Donde el cactus es una piedra más de los caminos y reverbera el sol y la noche es irradiada por estrellas que parecen caer sobre la blancura de los jazmines que pueblan mis recuerdos, allí empecé a soñar.Soy un latido más de una ciudad que es un corazón, dos cielos me cubren, el propio y otro que el amor me ha dado: Sevilla, una ciudad pasión y melodía.Escritora de muchas letras que no siempre tal vez son leídas, pero escritas con mucho corazón, con ellas edifiqué estas vendimias, anhelando encontrar la mejor cepa y recoger la cosecha más selecta.Soñadora, edificadora de utopías, romántica, idealista y otras circunstancias desfasadas, no me importa, ¡Escribir es mi pasión!

miércoles, 14 de marzo de 2012

Prohibido morir!



Unos tres mil habitantes más o menos, conforman Falciano del Massico, el pueblo del Sur de Italia, donde está prohibido morir.

Que bien, aplausos de pie al Alcalde de la comunidad de Nápoles, que en febrero pasado emitió una ordenanza, mediante la cual, ordena a los habitantes del pueblo, NO MORIR.

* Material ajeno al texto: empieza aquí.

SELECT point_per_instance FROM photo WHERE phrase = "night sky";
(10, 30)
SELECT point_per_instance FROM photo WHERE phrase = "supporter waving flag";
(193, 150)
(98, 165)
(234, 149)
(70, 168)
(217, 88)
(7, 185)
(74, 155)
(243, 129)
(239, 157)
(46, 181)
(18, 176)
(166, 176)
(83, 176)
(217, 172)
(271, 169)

Giulio Cesare Fava, el Alcalde endiosado, llegó a esta “feliz” conclusión, porque en Falciano del Massico no existe un cementerio y luego de enemistarse con el Alcalde del pueblo vecino, dueño de un camposanto, parece que se le hace cuesta arriba, pedir el favorcito a su enemigo.

Pero no pasa nada, los habitantes del pueblo están felices, al fin alguien consigue la fórmula de la eternidad para su gente, aún así, dos personas desobedecieron la orden y murieron, que haría el alcalde, los habrá mandado encarcelar? Que bueno que la policía italiana, con su ancestral experiencia de lidiar con peligrosos capos, habrá estado a la altura de esos dos peligrosos infractores de la ley.

Ojalá nuestro amigo Zoido, el señor Alcalde de Sevilla, aplique en Sevilla, un edicto semejante para sus munícipes y todos los habitantes de la capital andaluza, sevillanos o no.
Hágalo usted señor Zoido, le seguro que sería un decretazo.

2 comentarios:

  1. Me gusta la iniciativa del alcalde y yo por mi parte estaría encantado de cumplir su ordenanza, pero tampoco por demasiado tiempo. Al final debe llegar para que el pricipio tenga lugar.

    ResponderEliminar
  2. Miuris, los cementerios siempre me parecieron
    depósitos de cadaveres, sobre todo las bovedas donde amontonan ataudes. Bien por el decreto de no morir, hay que irse de a poco volando como los pájaros, ¿donde van los pájaros cuando mueren?.